Whitelist SSH Access
Although forcing SSH keys with
denyhosts is likely to provide adequate security, you can whitelist specific IP addresses. Most server providers offer tools to do this through a web interface. If that's an option, you'll want to whitelist from there instead of the SSH server because you can always change the whitelisted IP in case you get locked out.
If this is not an option, you must manually configure
/etc/hosts.deny to block all traffic from unauthorized hosts.
An Important Note : If you whitelist your home, your ISP may not give you a static IP address and your IP address may change at any time. You should make sure that this doesn't happen before you blacklist all other IP addresses, or add multiple addresses as a backup, or just skip this step.
/etc/hosts.allow and make sure your IP address is in the file:
If so, you can proceed and deny all other connections:
echo & # 39; sshd: ALL & # 39; >> / etc / hosts.deny
sshd and you should see your changes.
You can also set a proxy for your SSH server
If you have your SSH server with internet, but you need to access it from multiple IP addresses, you can set a proxy for it to handle the connection . This could be another cloud server or even a box in your house.

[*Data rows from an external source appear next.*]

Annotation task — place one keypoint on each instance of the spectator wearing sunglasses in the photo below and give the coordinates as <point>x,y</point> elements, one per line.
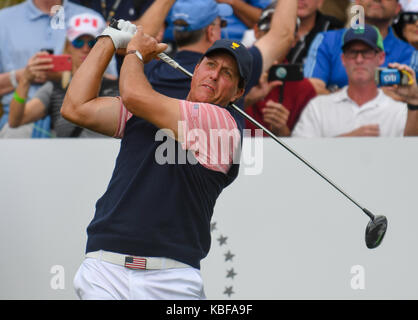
<point>360,109</point>
<point>81,34</point>
<point>406,27</point>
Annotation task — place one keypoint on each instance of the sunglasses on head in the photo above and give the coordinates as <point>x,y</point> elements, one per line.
<point>409,17</point>
<point>79,43</point>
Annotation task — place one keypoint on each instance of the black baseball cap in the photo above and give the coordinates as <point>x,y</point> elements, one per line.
<point>242,56</point>
<point>368,34</point>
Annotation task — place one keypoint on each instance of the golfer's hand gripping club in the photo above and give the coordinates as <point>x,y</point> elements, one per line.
<point>121,32</point>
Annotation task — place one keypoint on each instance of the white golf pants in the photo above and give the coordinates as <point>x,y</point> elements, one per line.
<point>100,280</point>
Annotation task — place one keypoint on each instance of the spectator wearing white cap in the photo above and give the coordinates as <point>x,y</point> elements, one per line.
<point>26,29</point>
<point>81,34</point>
<point>406,26</point>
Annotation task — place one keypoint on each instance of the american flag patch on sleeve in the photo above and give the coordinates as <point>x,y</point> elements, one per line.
<point>195,110</point>
<point>135,263</point>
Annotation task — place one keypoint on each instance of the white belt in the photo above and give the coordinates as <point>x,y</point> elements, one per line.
<point>135,262</point>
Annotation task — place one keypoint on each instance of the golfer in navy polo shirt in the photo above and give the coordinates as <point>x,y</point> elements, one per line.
<point>151,227</point>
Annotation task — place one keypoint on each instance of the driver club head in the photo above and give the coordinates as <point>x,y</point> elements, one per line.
<point>375,231</point>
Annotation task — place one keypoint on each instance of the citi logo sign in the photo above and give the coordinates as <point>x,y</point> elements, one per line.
<point>390,77</point>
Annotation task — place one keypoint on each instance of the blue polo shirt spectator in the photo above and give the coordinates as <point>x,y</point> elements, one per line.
<point>324,57</point>
<point>24,31</point>
<point>236,27</point>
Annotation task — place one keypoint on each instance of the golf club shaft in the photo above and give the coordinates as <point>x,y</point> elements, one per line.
<point>175,65</point>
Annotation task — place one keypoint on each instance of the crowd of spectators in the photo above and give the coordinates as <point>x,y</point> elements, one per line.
<point>336,95</point>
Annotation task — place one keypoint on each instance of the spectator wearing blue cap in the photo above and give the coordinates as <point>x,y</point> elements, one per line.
<point>246,15</point>
<point>323,64</point>
<point>361,108</point>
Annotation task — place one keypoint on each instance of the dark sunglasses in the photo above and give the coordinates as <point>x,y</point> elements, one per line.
<point>409,17</point>
<point>79,43</point>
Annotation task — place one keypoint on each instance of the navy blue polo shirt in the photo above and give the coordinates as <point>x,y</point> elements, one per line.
<point>155,210</point>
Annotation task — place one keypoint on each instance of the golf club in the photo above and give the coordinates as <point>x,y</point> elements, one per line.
<point>377,226</point>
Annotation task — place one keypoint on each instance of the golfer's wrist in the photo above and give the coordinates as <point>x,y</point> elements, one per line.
<point>136,53</point>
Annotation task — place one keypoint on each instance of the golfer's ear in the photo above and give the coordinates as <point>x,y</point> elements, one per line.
<point>239,94</point>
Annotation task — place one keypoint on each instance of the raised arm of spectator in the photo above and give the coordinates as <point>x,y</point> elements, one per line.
<point>21,111</point>
<point>81,104</point>
<point>275,44</point>
<point>36,62</point>
<point>318,66</point>
<point>153,18</point>
<point>137,93</point>
<point>247,13</point>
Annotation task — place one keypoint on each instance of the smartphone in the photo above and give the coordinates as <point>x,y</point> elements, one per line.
<point>286,72</point>
<point>61,62</point>
<point>389,77</point>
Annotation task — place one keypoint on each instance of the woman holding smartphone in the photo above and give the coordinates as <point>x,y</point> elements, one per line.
<point>81,34</point>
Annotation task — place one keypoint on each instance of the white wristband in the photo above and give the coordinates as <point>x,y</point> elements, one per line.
<point>12,77</point>
<point>137,53</point>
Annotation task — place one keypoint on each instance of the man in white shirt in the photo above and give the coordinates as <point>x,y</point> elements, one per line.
<point>361,108</point>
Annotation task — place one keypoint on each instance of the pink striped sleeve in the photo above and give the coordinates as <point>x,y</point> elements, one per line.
<point>124,116</point>
<point>211,133</point>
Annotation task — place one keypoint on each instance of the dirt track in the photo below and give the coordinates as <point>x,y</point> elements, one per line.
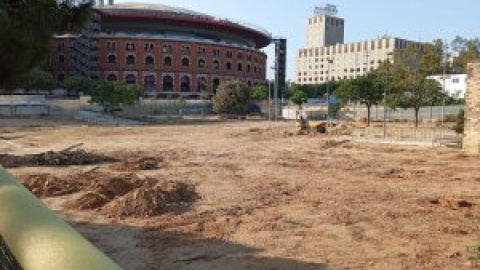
<point>269,200</point>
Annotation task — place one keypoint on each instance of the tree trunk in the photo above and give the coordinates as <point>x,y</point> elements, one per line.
<point>417,109</point>
<point>369,108</point>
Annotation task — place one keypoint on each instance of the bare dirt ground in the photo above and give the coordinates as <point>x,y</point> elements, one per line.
<point>263,198</point>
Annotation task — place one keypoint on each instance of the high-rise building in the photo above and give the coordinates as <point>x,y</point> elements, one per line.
<point>327,58</point>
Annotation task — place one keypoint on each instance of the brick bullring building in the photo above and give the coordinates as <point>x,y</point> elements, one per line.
<point>168,51</point>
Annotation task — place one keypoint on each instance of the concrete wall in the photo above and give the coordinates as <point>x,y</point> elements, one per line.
<point>471,141</point>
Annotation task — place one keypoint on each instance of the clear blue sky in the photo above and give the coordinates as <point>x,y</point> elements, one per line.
<point>422,20</point>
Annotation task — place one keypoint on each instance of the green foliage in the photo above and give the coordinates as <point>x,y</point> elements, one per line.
<point>78,84</point>
<point>367,90</point>
<point>468,51</point>
<point>459,125</point>
<point>260,92</point>
<point>298,97</point>
<point>112,95</point>
<point>38,79</point>
<point>232,97</point>
<point>410,87</point>
<point>26,32</point>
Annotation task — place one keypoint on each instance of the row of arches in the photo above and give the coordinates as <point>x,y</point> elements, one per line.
<point>185,62</point>
<point>168,83</point>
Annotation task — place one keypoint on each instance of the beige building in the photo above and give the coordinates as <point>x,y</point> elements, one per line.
<point>326,56</point>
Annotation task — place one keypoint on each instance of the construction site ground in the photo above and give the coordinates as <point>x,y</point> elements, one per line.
<point>240,195</point>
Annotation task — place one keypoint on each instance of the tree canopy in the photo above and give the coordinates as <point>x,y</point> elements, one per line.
<point>232,97</point>
<point>27,29</point>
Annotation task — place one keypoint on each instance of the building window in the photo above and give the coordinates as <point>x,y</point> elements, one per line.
<point>185,62</point>
<point>112,59</point>
<point>61,46</point>
<point>130,60</point>
<point>149,60</point>
<point>201,84</point>
<point>216,83</point>
<point>130,46</point>
<point>131,79</point>
<point>201,63</point>
<point>149,83</point>
<point>185,49</point>
<point>167,61</point>
<point>216,64</point>
<point>111,46</point>
<point>185,84</point>
<point>167,48</point>
<point>149,46</point>
<point>168,83</point>
<point>201,51</point>
<point>112,77</point>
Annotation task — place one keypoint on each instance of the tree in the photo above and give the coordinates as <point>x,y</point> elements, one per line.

The SSH server must be configured to only accept connections from the proxy server and the proxy server must accept connections from anywhere. You can set the proxy server however you want, but even a simple netcat connection will work. Keep in mind that this proxy server is the only access point for your SSH server, so if the proxy fails, you will be locked out unless you have a backup address.
Do not allow root login
Create a new user instead and give that user sudo privileges. This is basically the same, but it has one major difference: Potential attackers must know the name of your user account to even start attacking your server, because it will not be as simple as
root @ yourserver .  Aside from security, it is generally a good Unix policy to not always be logged in as
root does not create logs and does not ask when to access is obtained to secure sources.
Create a new user on your SSH server:
and set a password for that user:
You are not logged in with this password because you are still using always SSH keys, but it is required. Ideally, make this different from your root password.
Add this user to
/ etc / sudoers to give administrator rights:
echo & # 39; myfancyusername ALL = (ALL) ALL & # 39; >> / etc / sudoers
Switch to that user with
su myfancyusername and check if you can switch back to the root user with
sudo su (which does not require a root password ). If you can, you have sudo access.
Now you want to block root login. In
/ etc / ssh / sshd_config you want to change:
Remove the hashtag and change "yes" to "no":
PermitRootLogin no  Start
sshdand your server should block all requests to log in as
Setting up two-factor authentication
This is certainly an exaggeration, but if you're paranoid about someone who grabbed your private SSH keys, you can configure your SSH server to use 2FA.
The easiest way to do this is to use Google Authenticator with an Android or iOS device, although SSH supports many two-factor methods. With Google Authenticator, you get a QR code that you can scan from the Google Authenticator mobile app to link your phone to the server, and you also get a few backup codes to restore in case your phone gets lost. Do not keep these codes on your main computer, otherwise they are not really two factors.